Senator Grassley also proves

Senator Grassley also proves that Republicans for the most part walk in lock-step in unprincipled opposition, yet they charge that Democrats, and President Obama in particular, echo the leadership of people like Adolph Hitler, and push a socialist style of government on unwitting Americans. This is hogwash, and many Americans, though not all, understand this. Senator Grassley, like many other Congressmen wbo have had their mission laid out for them by special interest campaign contributors, will retire without the sense of accomplishment and peace of mind that their uncolonized peers share. Democrats should be aware that this dereliction of responsibility by the Republican party in no way distinguishes them away from the degradation, and diminished capacity that Congress has shown the American people in favor of a few moneyed special interest constituents with extreme demands and desires. Perhaps someday, before the complete and utter evaporation of dignity and honor, Americans will again see a Congress that does the work they were sworn to do.

Chuck, I would think you

Chuck, I would think you were totally out to lunch on this issue except you took so much money from the the healthcare and insurance industry.

I lived in Iowa for a while

I lived in Iowa for a while and always thought that the voting public was pretty informed on things. Looks like Grassley is trying to cover them up with corn stalks and hope they do not notice that the light has dimmed. Wouldn't a voter revolt there, based on his lies and distortions, be an interesting result of all this?

I am from Iowa. Western Ia

I am from Iowa. Western Ia is very much like the deep South. Grassley has been in western Ia the whole month of August. He has not show his face once in eastern Ia. He would get an entirely different picture if he would come here. He has heard that if he doesn't show his RWing side, he may face a primary opponent. Even though he won't show up in eastern Ia, he will most likely easily win his seat. There are enough Republicans over here and they vote the party line.

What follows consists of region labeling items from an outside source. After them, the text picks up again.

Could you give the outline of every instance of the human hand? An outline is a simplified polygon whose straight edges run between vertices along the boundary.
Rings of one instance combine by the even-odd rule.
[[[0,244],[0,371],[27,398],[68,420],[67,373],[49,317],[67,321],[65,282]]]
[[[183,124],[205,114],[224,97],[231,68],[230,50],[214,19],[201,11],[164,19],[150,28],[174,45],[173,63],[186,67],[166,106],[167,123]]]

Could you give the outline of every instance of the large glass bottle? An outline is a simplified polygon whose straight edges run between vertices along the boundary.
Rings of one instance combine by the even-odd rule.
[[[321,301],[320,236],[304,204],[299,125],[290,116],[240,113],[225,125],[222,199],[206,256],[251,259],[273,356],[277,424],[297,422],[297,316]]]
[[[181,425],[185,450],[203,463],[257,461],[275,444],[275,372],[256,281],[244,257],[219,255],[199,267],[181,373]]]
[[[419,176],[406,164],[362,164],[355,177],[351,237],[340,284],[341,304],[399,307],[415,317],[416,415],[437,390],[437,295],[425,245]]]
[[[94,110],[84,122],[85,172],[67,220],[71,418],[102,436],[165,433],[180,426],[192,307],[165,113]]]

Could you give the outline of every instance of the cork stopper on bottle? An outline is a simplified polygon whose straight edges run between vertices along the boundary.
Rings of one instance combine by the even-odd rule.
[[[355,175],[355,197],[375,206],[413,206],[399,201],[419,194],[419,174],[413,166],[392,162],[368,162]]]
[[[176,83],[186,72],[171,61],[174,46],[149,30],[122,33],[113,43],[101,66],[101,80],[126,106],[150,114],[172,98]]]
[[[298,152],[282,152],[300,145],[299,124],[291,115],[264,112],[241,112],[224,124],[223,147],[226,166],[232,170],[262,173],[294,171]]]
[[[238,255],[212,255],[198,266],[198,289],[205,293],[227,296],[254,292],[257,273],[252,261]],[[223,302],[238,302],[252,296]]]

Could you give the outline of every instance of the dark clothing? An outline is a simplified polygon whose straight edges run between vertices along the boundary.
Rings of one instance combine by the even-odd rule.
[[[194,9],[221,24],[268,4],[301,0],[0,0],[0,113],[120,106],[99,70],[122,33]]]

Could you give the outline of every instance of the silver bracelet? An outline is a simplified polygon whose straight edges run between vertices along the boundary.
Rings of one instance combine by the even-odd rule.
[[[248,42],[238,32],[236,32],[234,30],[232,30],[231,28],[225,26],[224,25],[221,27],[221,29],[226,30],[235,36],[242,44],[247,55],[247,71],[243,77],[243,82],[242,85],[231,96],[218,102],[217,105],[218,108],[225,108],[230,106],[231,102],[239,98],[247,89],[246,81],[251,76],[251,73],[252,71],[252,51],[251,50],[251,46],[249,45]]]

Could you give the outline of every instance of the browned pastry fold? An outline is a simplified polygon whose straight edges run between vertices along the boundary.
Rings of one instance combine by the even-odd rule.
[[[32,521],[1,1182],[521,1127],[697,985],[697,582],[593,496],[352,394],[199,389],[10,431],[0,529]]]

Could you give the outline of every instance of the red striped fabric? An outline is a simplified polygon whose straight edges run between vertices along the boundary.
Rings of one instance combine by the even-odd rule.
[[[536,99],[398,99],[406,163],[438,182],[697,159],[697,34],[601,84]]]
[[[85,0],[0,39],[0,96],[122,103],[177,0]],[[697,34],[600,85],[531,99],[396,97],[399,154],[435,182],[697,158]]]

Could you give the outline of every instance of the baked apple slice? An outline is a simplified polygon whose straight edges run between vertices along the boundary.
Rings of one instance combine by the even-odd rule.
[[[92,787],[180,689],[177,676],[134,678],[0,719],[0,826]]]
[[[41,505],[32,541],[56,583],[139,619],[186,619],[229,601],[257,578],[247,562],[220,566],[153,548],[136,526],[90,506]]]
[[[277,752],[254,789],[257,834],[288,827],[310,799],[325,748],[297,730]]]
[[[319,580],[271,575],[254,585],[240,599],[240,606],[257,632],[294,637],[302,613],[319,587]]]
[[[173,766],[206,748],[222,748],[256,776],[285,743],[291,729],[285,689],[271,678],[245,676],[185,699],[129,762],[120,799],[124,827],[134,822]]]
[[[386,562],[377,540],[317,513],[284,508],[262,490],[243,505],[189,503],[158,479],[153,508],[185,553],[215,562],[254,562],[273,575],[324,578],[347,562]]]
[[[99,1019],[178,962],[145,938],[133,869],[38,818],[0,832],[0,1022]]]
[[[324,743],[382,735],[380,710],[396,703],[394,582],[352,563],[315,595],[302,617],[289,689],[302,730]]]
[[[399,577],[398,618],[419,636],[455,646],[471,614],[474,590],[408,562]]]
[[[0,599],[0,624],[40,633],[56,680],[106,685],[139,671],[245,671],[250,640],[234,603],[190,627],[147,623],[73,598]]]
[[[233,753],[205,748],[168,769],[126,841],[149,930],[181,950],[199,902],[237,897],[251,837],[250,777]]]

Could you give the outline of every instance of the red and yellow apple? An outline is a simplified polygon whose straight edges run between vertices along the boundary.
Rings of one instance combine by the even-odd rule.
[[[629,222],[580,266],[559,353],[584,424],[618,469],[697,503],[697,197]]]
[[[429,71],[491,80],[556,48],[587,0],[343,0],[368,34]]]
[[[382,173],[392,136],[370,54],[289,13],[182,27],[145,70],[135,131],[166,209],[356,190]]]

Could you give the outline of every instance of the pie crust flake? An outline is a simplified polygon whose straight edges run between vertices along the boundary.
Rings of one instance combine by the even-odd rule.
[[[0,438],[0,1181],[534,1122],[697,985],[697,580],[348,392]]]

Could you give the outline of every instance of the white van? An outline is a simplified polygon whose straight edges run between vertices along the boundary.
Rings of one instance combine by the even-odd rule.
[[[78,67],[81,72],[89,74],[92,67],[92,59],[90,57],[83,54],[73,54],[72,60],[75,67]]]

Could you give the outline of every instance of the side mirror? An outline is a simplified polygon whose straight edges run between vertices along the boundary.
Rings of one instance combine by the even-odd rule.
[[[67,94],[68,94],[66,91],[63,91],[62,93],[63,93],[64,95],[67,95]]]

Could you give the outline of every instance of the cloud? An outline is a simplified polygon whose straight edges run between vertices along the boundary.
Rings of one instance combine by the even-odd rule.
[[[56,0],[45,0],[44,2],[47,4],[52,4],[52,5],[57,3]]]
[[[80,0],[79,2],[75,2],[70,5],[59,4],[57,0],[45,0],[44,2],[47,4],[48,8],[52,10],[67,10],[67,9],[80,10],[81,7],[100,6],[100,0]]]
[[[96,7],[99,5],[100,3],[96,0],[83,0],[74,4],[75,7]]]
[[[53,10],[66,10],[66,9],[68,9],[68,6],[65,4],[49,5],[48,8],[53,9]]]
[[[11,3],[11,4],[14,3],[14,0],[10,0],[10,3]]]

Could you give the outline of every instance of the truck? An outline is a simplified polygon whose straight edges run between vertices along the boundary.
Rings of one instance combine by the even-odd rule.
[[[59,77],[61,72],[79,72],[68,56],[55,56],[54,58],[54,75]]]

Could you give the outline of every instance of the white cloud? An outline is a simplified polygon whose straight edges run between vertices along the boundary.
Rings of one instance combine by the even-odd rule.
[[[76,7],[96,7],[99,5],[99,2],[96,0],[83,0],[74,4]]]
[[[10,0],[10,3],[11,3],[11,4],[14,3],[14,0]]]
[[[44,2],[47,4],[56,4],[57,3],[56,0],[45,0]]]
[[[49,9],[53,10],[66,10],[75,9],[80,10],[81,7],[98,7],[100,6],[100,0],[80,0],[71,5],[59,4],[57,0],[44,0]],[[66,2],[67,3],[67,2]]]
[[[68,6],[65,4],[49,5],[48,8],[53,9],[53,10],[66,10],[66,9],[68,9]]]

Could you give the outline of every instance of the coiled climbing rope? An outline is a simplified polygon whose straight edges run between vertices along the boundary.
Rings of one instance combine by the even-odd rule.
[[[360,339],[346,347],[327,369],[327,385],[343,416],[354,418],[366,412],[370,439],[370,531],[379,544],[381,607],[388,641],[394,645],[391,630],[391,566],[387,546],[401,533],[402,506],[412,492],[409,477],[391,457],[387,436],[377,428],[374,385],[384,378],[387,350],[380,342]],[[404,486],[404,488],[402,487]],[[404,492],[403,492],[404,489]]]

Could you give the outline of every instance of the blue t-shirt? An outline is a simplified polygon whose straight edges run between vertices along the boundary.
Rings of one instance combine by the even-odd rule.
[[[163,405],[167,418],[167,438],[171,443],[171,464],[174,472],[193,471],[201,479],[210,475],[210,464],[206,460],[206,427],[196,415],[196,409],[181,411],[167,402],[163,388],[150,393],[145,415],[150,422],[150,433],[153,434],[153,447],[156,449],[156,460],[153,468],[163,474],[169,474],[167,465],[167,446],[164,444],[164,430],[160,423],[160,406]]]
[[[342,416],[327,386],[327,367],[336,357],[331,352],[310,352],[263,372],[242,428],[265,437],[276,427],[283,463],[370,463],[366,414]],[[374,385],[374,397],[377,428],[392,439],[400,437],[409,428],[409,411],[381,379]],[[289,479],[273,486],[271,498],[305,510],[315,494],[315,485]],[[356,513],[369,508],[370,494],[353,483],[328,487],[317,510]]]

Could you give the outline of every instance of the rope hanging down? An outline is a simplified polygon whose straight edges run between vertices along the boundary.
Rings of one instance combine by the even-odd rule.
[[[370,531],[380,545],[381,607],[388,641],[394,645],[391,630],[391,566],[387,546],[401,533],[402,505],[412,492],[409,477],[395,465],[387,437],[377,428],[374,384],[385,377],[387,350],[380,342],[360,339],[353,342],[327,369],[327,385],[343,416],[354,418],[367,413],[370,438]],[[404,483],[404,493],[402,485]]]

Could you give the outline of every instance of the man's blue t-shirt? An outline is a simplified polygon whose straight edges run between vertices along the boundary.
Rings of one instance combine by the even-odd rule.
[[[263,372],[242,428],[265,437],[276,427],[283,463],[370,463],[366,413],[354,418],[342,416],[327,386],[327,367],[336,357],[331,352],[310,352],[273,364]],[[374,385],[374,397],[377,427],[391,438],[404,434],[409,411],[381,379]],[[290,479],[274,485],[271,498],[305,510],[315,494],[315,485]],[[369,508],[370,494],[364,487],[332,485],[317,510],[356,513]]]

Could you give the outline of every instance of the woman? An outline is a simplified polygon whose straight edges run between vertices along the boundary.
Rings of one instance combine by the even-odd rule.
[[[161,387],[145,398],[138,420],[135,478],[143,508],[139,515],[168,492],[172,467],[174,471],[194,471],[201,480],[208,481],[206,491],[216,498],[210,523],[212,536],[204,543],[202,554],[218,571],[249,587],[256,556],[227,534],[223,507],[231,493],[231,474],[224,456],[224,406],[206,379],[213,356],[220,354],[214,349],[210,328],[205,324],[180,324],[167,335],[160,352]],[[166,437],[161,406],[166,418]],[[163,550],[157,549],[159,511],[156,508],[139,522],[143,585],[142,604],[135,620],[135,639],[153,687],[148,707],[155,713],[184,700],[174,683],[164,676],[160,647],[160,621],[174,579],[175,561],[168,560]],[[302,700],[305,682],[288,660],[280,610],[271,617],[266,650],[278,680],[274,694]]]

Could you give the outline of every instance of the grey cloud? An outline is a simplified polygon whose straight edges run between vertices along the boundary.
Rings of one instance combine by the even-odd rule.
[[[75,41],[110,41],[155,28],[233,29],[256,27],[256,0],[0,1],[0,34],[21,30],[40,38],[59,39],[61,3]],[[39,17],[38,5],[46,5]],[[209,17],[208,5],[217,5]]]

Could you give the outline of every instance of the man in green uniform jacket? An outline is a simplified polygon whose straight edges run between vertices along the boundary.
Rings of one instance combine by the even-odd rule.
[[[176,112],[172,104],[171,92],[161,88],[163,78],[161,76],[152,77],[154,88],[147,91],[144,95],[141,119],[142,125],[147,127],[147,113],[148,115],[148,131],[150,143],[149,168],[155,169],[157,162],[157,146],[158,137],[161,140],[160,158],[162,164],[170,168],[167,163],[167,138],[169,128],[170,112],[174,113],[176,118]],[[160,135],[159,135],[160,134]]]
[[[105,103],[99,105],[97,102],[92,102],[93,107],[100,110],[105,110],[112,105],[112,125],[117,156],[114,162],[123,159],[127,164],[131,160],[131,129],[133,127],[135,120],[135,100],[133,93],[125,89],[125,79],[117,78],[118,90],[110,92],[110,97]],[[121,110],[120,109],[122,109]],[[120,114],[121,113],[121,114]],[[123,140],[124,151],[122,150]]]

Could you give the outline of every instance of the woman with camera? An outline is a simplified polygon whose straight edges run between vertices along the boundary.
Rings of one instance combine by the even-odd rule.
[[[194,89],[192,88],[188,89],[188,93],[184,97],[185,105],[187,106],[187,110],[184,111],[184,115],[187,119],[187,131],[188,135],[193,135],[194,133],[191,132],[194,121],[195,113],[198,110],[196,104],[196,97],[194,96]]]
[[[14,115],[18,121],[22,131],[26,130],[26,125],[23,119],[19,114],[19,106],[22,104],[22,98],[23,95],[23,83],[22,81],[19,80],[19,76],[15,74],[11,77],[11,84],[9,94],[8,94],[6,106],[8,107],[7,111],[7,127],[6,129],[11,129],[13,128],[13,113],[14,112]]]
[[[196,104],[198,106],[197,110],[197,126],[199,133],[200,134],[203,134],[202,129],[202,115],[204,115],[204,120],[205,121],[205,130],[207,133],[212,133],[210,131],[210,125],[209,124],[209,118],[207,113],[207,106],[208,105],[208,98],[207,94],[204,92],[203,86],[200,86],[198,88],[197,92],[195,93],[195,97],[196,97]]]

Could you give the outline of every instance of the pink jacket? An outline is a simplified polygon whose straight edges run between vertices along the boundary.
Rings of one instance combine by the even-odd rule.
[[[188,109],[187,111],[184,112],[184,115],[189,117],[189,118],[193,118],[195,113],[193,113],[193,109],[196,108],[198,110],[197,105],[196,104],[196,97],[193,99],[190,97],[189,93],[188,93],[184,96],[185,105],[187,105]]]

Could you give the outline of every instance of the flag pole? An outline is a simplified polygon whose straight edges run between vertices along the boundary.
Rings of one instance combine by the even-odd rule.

I'VE SOLVED IT! I'M SERIOUS!

I'VE SOLVED IT! I'M SERIOUS! After wondering how we'll get real health care reform when republicans don't want it and Democrats are too spineless and yellow-bellied to follow through with campaign promises, I'VE FOUND THE SOLUTION. We should have a national referendum, but with state-level implications. What I mean, is that we‘d have a national referendum to decide one of three proposals: 1.)Do you want the federal government to pay for all healthcare and cut the insurance industry out of the profit? Are you willing to have your tax dollars used to fully fund this program?(single-payer); 2.)Do you want to fund the federal government enough to have it compete against the insurance industry (public option); OR 3.)Do you want to make sure your money only goes directly to the insurance and pharmaceutical industries without assistance from the federal government (current arrangement)? If you live in a state where the majority prefer to go it alone without federal assistance, then your state may opt out. If the majority in your state want federal assistance your state may opt in. If you opt out the federal government will not collect taxes from anyone living in your state to support this program. If you opt in, the federal government will. Maybe states like Vermont and Oregon will want single-payer. They’ll get it. Maybe Alabama and Mississippi won’t. In the future, if a state wants to, it may use a local referendum to opt in or out of the program. If individuals don’t like the way their state votes they may move. This is a workable AND politically sustainable solution. Tell your senators. I hope no one is offended that I've re-submited this. I’m also writing to congressmen. What harm can it do?

So... it's better to agree

So... it's better to agree with liberals than to represent his constituency? Are you liberals that deluded?